Le plus ancien auteur chez lequel on distingue une conception spéciale de la mort de Jésus-Christ est Irénée. Cette conception se rattache tout entière au terme de « rançon » (Matthieu 20.28). Rançon implique servage. Avant d’être racheté, le croyant est asservi. A qui ? Au péché, sans doute. Mais le péché n’étant pas un être personnel auquel une rançon puisse être offerte, la pensée se porte naturellement sur l’être mystérieux que la Bible nous dépeint comme le Prince de ce monde. La rançon payée par Jésus-Christ est payée au diable. Le diable tenait sous sa domination l’humanité entière. Pour l’en délivrer, Dieu ne pouvait employer des moyens de violence ou de ruse. C’eût été contraire à la justice divine. De là, la nécessité de l’incarnation du Fils de Dieu et de l’effusion de son sang sur le Calvaire. Si Jésus eût été pécheur, il serait tombé lui-même sous le joug de Satan. Mais son obéissance parfaite a eu effet de le rendre irréductible au pouvoir du diable. Celui-ci a pris la vie de Jésus-Christ en échange de celles des hommes dont il était le prince légitime. C’est une transaction juridique, dans laquelle Dieu donne la vie de son fils en échange (« rançon ») de la vie des hommes. Christ a légalement triomphé de son adversaire, puisqu’il lui a racheté ses droits sur l’humanité7.

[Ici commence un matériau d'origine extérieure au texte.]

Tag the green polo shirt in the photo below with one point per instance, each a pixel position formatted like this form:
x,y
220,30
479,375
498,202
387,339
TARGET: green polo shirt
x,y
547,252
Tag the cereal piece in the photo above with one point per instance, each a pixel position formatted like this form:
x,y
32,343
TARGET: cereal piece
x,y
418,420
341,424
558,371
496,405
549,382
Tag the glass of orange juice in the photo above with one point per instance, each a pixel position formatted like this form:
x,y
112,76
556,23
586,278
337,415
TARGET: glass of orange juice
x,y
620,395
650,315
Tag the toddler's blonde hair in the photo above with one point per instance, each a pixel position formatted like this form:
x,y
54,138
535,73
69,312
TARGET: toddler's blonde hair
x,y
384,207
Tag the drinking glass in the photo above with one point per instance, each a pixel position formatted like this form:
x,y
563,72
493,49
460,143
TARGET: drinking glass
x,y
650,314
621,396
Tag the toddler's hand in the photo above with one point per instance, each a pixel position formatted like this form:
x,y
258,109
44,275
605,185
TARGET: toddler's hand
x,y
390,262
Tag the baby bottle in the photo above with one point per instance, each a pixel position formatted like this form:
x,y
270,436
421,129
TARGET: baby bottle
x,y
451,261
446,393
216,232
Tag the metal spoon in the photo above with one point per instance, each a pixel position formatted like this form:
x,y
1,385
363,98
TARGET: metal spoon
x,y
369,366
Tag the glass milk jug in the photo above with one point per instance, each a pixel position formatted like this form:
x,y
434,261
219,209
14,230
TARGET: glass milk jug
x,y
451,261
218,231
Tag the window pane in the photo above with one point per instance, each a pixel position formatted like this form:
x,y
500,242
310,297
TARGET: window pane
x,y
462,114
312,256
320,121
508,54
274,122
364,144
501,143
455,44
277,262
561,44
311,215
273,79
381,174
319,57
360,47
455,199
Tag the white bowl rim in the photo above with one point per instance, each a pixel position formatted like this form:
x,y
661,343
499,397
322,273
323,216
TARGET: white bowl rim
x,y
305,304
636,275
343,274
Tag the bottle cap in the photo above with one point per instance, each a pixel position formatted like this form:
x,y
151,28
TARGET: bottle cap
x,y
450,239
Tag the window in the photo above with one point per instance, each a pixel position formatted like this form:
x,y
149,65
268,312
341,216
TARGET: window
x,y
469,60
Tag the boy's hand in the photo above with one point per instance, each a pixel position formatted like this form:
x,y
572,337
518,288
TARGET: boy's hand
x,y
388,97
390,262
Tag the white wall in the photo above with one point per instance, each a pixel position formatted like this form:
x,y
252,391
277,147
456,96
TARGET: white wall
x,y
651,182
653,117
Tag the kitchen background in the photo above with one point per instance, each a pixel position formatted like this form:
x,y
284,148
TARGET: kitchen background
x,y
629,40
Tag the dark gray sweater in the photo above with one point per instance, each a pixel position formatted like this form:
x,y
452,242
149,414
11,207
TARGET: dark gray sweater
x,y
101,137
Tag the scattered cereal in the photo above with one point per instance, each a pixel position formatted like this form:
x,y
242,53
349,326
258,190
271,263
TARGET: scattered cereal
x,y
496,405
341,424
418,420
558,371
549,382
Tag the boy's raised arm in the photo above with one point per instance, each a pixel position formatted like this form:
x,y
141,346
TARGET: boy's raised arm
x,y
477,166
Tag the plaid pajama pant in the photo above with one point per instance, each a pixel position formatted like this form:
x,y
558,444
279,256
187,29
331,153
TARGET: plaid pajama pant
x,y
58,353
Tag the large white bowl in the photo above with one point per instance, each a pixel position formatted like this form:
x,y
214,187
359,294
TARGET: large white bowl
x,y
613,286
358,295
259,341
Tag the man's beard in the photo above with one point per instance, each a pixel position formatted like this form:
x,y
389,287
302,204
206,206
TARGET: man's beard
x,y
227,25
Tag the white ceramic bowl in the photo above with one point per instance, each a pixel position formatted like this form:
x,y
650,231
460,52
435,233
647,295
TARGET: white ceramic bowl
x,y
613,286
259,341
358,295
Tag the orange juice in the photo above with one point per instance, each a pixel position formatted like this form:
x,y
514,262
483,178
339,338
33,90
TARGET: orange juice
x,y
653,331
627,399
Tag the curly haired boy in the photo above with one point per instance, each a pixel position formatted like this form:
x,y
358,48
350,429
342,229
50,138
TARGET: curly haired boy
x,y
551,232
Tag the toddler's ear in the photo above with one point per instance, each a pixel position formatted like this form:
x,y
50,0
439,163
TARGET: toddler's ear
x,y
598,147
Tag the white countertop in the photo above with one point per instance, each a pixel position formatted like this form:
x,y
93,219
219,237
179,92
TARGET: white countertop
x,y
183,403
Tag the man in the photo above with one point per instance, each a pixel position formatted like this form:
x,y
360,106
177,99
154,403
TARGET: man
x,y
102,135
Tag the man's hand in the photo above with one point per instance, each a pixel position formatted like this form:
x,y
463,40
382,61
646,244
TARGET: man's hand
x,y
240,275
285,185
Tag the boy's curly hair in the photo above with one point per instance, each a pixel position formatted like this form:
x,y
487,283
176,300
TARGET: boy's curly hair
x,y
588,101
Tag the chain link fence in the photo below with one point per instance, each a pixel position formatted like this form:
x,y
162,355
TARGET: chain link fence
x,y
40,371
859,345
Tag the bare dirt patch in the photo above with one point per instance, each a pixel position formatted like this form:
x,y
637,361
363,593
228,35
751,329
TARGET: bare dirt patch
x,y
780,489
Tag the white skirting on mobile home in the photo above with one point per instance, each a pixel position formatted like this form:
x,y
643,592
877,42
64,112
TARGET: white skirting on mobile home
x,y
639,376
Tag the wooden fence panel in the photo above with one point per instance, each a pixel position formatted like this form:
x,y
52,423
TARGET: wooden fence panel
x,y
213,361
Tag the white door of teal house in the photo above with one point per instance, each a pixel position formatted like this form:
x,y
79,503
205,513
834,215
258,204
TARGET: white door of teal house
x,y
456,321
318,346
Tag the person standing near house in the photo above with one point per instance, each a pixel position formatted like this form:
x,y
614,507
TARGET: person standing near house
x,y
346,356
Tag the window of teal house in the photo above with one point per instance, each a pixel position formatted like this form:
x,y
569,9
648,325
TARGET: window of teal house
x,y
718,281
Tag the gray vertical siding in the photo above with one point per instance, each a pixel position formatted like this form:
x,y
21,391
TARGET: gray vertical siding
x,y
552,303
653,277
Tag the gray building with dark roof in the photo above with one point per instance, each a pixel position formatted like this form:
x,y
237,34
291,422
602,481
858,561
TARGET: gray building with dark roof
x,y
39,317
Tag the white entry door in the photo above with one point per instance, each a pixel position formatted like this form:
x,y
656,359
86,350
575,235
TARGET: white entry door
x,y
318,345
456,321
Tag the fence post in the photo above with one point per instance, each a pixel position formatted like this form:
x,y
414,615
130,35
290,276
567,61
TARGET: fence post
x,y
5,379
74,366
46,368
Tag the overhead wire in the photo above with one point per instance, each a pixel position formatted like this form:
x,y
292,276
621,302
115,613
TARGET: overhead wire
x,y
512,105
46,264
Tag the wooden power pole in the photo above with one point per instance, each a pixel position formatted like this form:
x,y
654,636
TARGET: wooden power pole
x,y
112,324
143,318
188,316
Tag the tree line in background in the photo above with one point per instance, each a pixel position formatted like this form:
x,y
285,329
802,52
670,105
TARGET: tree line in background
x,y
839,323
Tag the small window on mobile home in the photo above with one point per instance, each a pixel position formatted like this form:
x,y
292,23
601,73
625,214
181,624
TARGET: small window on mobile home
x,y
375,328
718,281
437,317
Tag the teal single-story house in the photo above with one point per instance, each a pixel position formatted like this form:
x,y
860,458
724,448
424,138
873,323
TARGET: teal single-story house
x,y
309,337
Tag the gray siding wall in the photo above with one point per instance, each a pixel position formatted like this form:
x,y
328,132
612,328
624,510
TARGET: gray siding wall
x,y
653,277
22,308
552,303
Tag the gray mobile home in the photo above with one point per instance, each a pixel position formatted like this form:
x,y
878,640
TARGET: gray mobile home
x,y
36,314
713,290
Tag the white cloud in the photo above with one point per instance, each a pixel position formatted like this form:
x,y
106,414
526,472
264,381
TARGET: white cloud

7 – Adversus hæreses, V ; I, 1 ; II, 1 ; XXI, 3.
Cette conception se retrouve, plus développée encore chez Origène. Epris de démonologie, il transporte même la victoire du Fils de Dieu dans le monde des esprits, distinguant deux sacrifices de Jésus-Christ, l’un terrestre, l’autre céleste8. Il développe dans un autre sens encore la doctrine d’Irénée. On ne peut pas se défendre en effet de penser que la transaction dont parle cet auteur est tout au détriment du diable et que celui-ci a fait un marché de dupe en relâchant les hommes pour avoir la vie du Juste, puisqu’il était d’ailleurs incapable de la garder. C’est précisément ce que font valoir Origène et plusieurs docteurs de cette époque. Au fond disent-ils, Satan s’est trompé dans ses calculs. Il croyait s’emparer du Fils de Dieu ; il n’a pas vu que la proie était trop forte pour lui. La croix est donc un « piège » tendu par Dieu au diable et auquel il s’est laissé prendre9.
8 – Homel. In Levit. I,3 : « Consequenter sacrificium duplex intelligendum est, per quod et terrestria salvaverit et cœlestia ».
9 – Voir explication du Psaumes 35 (34).8.
Mais si la croix est un piège, où se trouve la justice de la transaction et comment Satan s’y est-il laissé prendre ? C’est ce qu’explique Grégoire de Nysse de la manière suivante. Orgueilleux et insatiablement avide, le diable a saisi en Jésus-Christ plus qu’il ne lui était dû ; voulant trop obtenir, il a fini par tout perdre. Prétendant s’emparer d’une proie infinie (égale à Dieu.), donc supérieure à l’humanité, il n’est que légitime que le fourbe tombe victime de sa fourberie. L’échec qu’il subit ne porte pas atteinte à la légalité de la transaction ni à la justice divine10.
10 – L’image dont on se sert est celle de l’hameçon et de l’appât : l’hameçon auquel Satan se prend, c’est la divinité de Jésus-Christ ; l’appât qui cache l’hameçon, c’est l’humanité de Jésus-Christ dans laquelle se voile sa divinité.
Au reste dans cette théorie, comme dans toute la théologie orientale, ceci n’est que la condition négative du salut. L’accent est ailleurs : sur la communication de vie divine (substance divine) qui est pour l’homme dans le Fils de Dieu. Là est la forme et la condition positive du salut.